Noonan and NTMA chiefs to brief IMF in the US next week
Published 17/09/2011 | 05:00
Finance Minister Michael Noonan and senior officials from the National Treasury Management Agency (NTMA) will travel to Washington next week to meet the IMF, the ratings agencies and international investors as they continue their push to get Ireland back into the bond markets.
Mr Noonan will have "scheduled" meetings with IMF officials, a spokeswoman said yesterday. This is the second such visit he has made in recent months. NTMA chief John Corrigan will also be meeting the head of the Standard & Poor's ratings agency and other international investors next week as they highlight the progress Ireland is making under the IMF/EU bailout programme.
The NTMA hopes to be able to borrow money again on the bond markets before the end of next year but the country has enough money to fund the Exchequer until December 2013.
The continuing concerns about the Greek debt crisis could affect the NTMA's return to the bond markets, Mr Corrigan told an Oireachtas committee last week. What happens in Greece, he said, "could throw us all off course".

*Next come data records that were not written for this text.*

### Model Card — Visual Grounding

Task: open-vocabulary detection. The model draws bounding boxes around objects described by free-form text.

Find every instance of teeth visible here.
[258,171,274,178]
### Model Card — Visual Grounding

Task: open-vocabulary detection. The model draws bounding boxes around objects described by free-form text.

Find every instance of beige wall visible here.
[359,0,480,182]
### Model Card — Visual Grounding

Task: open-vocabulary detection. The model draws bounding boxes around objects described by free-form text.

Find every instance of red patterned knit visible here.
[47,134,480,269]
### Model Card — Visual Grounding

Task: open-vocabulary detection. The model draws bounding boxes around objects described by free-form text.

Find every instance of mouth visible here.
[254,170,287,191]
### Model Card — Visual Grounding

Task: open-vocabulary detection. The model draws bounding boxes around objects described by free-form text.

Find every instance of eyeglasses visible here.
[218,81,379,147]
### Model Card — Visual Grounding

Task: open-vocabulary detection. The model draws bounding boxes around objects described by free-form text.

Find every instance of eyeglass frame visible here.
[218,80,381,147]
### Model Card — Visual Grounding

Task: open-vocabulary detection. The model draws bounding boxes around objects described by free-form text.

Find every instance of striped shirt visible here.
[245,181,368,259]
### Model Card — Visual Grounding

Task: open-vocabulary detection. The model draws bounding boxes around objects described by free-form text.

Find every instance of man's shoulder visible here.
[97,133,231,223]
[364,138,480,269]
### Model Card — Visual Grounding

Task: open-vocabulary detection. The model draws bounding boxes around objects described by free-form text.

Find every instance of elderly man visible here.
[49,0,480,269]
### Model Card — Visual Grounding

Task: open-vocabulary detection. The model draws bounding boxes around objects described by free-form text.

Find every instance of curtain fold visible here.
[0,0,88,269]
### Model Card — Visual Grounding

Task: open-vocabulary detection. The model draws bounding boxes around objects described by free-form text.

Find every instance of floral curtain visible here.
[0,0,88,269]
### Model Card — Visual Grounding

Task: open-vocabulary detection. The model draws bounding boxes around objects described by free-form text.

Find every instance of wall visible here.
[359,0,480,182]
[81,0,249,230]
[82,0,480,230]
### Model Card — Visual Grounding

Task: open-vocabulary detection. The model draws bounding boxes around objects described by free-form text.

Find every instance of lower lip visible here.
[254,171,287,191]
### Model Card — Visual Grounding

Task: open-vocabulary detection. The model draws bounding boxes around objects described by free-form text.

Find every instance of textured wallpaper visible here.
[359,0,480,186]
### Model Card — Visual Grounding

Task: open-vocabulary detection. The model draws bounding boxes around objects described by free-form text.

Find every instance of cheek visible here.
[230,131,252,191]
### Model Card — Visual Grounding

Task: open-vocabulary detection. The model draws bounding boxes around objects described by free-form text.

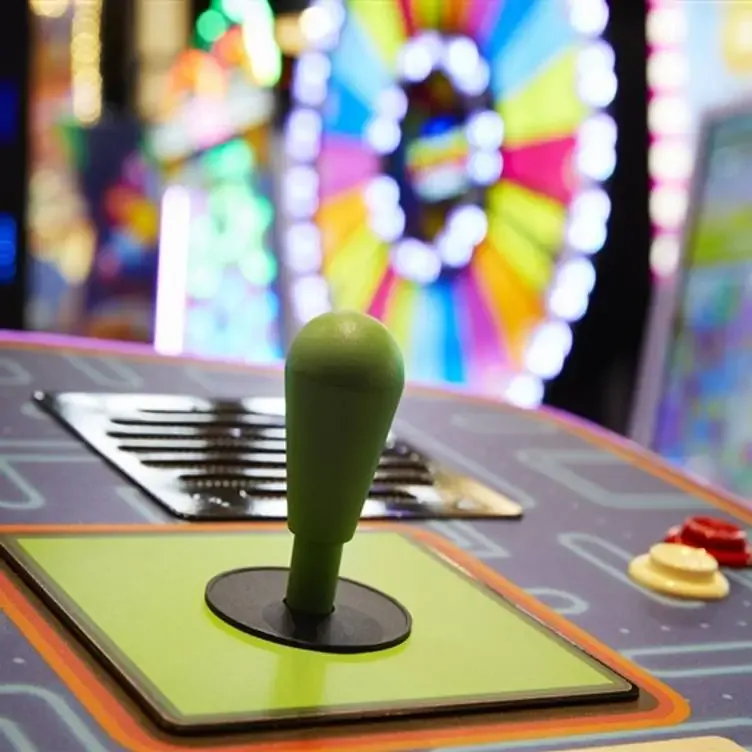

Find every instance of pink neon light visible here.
[504,136,575,204]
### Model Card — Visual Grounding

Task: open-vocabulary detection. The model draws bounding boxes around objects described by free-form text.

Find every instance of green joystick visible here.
[285,312,405,615]
[206,312,411,653]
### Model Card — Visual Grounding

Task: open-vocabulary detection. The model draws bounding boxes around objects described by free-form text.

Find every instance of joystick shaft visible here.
[205,312,412,653]
[285,312,405,616]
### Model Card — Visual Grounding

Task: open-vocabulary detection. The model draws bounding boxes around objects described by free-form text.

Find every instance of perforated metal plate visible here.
[34,392,522,521]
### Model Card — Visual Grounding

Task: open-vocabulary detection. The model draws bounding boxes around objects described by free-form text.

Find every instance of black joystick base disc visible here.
[206,567,412,653]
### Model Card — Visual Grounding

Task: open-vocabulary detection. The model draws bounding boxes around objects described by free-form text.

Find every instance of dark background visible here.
[23,0,650,432]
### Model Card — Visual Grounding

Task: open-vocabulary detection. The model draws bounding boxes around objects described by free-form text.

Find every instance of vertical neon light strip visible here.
[154,186,191,355]
[647,0,694,280]
[70,0,102,125]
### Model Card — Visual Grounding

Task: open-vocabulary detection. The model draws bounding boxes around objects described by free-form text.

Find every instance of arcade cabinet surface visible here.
[0,334,752,752]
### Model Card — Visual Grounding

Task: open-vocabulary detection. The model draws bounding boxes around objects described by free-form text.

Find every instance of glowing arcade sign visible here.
[405,126,470,202]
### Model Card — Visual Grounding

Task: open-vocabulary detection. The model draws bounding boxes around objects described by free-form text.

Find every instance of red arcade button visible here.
[664,517,752,567]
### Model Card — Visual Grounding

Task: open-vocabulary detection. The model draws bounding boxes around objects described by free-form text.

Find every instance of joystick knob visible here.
[285,312,405,615]
[205,312,412,653]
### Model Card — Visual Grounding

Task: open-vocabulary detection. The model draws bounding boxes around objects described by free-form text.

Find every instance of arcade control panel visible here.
[0,313,752,752]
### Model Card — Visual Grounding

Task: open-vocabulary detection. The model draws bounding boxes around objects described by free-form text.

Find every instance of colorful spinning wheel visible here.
[283,0,616,405]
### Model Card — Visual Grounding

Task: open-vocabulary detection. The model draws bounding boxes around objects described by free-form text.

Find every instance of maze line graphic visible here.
[427,520,509,560]
[0,716,37,752]
[451,410,558,436]
[622,641,752,679]
[63,355,144,389]
[0,358,34,386]
[115,486,168,523]
[181,365,282,397]
[0,684,108,752]
[526,588,590,616]
[0,454,99,511]
[515,449,705,510]
[557,533,705,609]
[395,420,536,509]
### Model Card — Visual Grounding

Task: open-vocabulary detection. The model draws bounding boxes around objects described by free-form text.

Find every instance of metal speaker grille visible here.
[34,392,522,521]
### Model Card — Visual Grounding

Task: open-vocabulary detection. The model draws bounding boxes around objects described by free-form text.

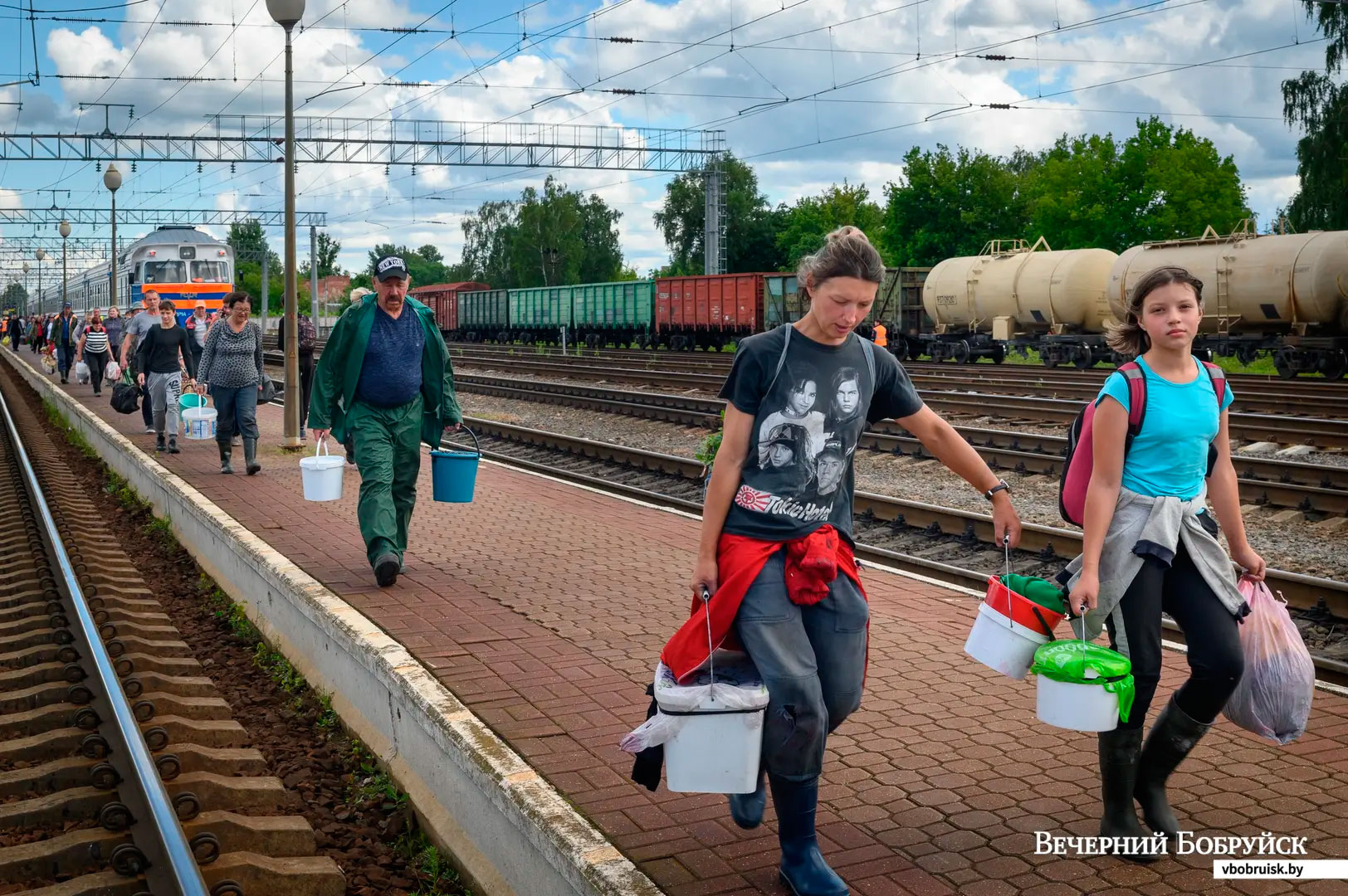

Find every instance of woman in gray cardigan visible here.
[1063,267,1264,861]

But Mr Noonan and the NTMA will be keen to show how different Ireland's economic problems are from Greece and there are indications that investors are responding positively to Ireland's efforts to deal with its debt problems.

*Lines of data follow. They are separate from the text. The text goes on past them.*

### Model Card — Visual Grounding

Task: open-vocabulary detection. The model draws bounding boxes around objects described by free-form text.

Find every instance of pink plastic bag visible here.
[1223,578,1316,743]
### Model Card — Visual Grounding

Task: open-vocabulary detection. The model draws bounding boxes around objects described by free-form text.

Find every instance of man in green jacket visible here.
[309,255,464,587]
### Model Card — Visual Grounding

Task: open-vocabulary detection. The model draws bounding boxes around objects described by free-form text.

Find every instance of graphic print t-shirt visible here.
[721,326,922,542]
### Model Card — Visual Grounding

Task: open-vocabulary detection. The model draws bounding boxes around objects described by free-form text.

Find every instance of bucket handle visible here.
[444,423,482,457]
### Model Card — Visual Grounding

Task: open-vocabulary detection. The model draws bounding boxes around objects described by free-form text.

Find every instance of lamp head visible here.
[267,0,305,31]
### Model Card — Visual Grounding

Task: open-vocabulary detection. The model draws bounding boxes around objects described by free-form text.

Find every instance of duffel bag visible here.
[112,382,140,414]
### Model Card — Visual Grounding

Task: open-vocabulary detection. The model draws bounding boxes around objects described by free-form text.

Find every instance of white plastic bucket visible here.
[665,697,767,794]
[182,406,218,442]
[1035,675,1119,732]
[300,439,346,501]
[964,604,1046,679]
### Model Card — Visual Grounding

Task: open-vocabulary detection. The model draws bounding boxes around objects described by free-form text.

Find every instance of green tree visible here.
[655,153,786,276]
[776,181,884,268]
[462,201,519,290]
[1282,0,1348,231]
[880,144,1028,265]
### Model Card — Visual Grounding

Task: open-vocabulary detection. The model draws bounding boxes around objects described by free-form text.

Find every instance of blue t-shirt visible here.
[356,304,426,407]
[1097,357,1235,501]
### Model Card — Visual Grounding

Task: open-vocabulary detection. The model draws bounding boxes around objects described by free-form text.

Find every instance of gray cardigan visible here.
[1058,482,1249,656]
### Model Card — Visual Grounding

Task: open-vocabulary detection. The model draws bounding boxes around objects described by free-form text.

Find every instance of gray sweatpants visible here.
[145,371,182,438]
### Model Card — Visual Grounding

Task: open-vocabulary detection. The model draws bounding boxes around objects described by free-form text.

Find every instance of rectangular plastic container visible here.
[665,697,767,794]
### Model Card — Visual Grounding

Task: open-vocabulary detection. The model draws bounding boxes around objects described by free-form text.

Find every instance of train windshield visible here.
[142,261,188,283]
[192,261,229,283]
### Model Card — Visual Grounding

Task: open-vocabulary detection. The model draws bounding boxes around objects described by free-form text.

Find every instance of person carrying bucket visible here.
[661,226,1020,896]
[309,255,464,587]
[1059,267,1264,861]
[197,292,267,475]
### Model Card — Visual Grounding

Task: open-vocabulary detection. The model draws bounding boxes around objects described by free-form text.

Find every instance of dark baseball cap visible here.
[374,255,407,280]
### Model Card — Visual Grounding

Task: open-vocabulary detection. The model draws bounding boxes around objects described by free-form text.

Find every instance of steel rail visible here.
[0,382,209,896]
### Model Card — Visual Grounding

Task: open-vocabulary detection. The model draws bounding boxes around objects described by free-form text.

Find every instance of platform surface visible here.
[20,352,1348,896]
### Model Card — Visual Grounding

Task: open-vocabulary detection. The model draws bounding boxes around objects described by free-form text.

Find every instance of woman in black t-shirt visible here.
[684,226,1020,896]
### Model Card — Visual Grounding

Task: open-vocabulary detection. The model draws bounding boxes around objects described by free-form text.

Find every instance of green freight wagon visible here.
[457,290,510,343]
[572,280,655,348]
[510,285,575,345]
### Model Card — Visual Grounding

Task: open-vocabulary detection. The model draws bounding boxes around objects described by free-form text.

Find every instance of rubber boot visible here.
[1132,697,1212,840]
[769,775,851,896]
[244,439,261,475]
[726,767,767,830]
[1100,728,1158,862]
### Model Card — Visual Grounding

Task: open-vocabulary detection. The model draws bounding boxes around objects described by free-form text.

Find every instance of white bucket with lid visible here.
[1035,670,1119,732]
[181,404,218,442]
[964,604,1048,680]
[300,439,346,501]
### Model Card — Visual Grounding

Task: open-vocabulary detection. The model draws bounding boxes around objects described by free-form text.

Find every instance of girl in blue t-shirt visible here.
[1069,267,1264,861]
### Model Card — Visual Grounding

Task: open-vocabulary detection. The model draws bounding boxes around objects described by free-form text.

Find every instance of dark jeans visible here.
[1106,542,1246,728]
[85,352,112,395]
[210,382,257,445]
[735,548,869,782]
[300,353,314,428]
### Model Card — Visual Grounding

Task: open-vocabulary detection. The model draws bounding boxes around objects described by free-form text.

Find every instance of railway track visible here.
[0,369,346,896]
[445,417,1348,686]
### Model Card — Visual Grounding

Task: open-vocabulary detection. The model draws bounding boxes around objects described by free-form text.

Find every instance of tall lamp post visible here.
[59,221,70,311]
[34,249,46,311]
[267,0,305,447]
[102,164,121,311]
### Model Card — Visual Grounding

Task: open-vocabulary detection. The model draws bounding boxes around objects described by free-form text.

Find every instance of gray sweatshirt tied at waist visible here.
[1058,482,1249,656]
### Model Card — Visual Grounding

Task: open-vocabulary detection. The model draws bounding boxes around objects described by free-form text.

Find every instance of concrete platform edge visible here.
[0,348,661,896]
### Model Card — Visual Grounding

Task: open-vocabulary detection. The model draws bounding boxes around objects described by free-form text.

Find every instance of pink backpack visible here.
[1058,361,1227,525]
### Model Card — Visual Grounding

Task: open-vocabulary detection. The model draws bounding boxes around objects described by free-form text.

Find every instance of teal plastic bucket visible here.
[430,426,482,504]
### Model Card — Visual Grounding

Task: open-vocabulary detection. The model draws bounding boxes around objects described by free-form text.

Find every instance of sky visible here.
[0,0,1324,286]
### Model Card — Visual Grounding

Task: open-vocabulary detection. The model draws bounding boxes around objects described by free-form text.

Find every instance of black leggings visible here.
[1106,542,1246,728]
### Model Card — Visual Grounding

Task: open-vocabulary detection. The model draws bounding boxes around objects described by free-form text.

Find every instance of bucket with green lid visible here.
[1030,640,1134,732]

One analyst said yesterday they were seeing "positive signs" in countries like Ireland and Portugal.
"These countries can behave differently and have a different response to the crisis that is unfolding," Valentijn van Nieuwenhuijzen of ING Investment Management said.
"Greece is different to the other peripheral countries, let alone the rest of the eurozone".

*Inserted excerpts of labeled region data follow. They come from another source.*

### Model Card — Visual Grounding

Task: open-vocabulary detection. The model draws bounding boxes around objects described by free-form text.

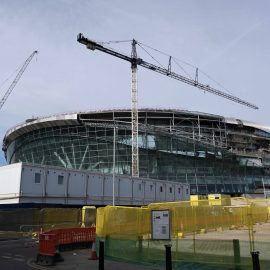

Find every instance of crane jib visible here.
[77,34,258,109]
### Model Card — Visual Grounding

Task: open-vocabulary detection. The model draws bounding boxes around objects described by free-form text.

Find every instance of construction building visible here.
[0,108,270,202]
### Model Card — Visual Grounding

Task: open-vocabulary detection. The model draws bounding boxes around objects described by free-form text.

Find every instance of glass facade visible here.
[4,110,270,194]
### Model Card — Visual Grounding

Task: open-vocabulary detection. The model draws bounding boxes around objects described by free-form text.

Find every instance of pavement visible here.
[28,249,162,270]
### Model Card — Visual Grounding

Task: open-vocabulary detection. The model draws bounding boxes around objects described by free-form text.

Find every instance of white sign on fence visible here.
[152,210,171,240]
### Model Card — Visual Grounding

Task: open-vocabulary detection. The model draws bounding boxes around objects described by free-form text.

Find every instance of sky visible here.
[0,0,270,165]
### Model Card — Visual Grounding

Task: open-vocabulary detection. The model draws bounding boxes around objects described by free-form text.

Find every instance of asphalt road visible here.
[0,239,37,270]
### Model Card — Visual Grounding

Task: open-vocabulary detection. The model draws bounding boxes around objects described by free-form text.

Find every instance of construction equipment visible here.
[0,51,38,110]
[77,33,258,177]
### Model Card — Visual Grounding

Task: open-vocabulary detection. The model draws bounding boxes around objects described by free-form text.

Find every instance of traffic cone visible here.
[89,241,98,260]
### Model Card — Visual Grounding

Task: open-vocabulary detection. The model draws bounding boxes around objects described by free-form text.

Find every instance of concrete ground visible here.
[28,249,162,270]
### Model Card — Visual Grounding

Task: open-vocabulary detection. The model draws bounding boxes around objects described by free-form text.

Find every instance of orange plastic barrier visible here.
[37,227,96,265]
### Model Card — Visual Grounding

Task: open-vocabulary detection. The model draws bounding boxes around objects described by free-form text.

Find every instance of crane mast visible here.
[0,51,38,110]
[77,33,258,177]
[131,39,139,177]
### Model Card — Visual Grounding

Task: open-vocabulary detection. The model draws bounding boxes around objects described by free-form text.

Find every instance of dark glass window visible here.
[58,175,64,185]
[35,173,41,184]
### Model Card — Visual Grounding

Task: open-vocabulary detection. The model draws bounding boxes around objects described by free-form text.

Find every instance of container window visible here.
[58,175,64,185]
[35,173,41,184]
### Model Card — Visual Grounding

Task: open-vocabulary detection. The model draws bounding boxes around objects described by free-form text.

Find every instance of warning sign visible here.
[152,210,170,240]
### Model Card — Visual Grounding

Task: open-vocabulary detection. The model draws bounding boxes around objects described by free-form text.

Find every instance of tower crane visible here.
[77,33,258,177]
[0,51,38,110]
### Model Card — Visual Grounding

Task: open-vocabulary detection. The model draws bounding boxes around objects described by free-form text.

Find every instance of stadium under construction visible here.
[0,108,270,201]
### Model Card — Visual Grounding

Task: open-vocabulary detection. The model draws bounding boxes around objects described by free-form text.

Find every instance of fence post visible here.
[98,241,104,270]
[233,239,241,270]
[165,245,172,270]
[250,251,261,270]
[138,235,143,260]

Speaking to CNBC, he said the bond markets, which have driven up yields on Italian bonds recently, seem to be looking more favourably on Ireland as 10-year bonds have fallen from over 14pc in the middle of July to around 8.6pc this week.
They need to fall to between 5pc and 6pc before Ireland can return to the markets to raise funds outside of the bailout programme.
Meanwhile, analysts at Deutsche Bank said the fall in Ireland's bond yields suggested that developments here could be said to be "one of the few positives over the past few months among the euro-area peripheral sovereigns".
In a note, it said Ireland had performed better on the fiscal front than the targets set under the economic adjustment programme while Portugal remained more or less on track.
The reduction in the interest rate on the EU/IMF part of the rescue package is also a boost. The proposed changes in the rate of interest on some of the bailout loans could shave €650m a year off the overall interest bill down from €900m.
Economist Alan McQuaid of Bloxham Stockbrokers estimates the overall savings on Ireland's loans will be in the region of €1bn to €1.5bn a year, which he says is another positive development for government bonds and for Ireland.